Grilled Marinated Manchester Farm Quail

Chef Bradley Daniels has an amazing Grilled Quail recipe, complete with Faro, Caramelized Brussels sprouts, Bacon, and Bourbon Cherries.

For the Marinade:
½ cup Honey
½ cup Olive Oil
1 tsp. Kosher Salt
1 tsp. Black Pepper
1tsp Fresh Thyme, Chopped
2 Tbl Sherry Vinegar
Whisk all of the ingredients together and pour over the quail.
For the Cherries:
1 cup dried cherries
½ cup Bourbon
½ cup red wine vinegar
Reconstitute the cherries in the bourbon for 1 hour. Pour cherries and liquid in small sauce pot and cover with vinegar. Bring to a boil and then remove from heat.
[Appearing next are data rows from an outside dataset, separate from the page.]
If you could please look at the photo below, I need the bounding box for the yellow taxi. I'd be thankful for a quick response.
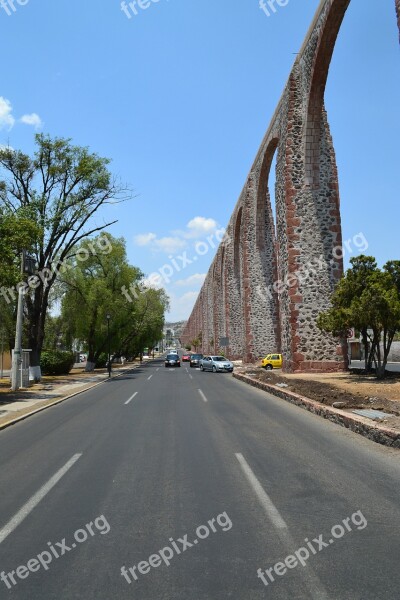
[261,354,283,371]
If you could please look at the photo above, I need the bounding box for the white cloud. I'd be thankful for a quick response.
[176,273,207,287]
[20,113,43,129]
[0,96,15,131]
[134,233,186,254]
[134,233,157,246]
[186,217,218,238]
[154,237,186,254]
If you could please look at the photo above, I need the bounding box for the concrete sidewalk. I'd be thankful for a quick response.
[233,373,400,448]
[0,362,146,430]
For Faro, Sprouts, and Bacon:
2 cup Cooked Faro
1 Cup Caramelized Brussels sprouts
½ cup Bacon, cut into small dice and fat rendered off
1 tbl butter
1 cup chicken stock
Begin by rendering down the bacon in a large pot. Cook bacon until it is almost crispy, and carefully remove excess fat. Add the cut Brussels sprouts to the pan, cut side down. Cook the Brussels sprouts in the bacon until they begin to get brown. Add in the Faro and stir the mixture. Add the butter and stock and bring to a cook boil.
To complete the dish:
Place the marinated quail on the grill and cook until finished. About three minutes on each side. Place a spoon of the faro mixture on the center of a plate. Cut the quail on a bias and place the pieces on the faro. Garnish with the bourbon cherries and small drizzle of the liquid.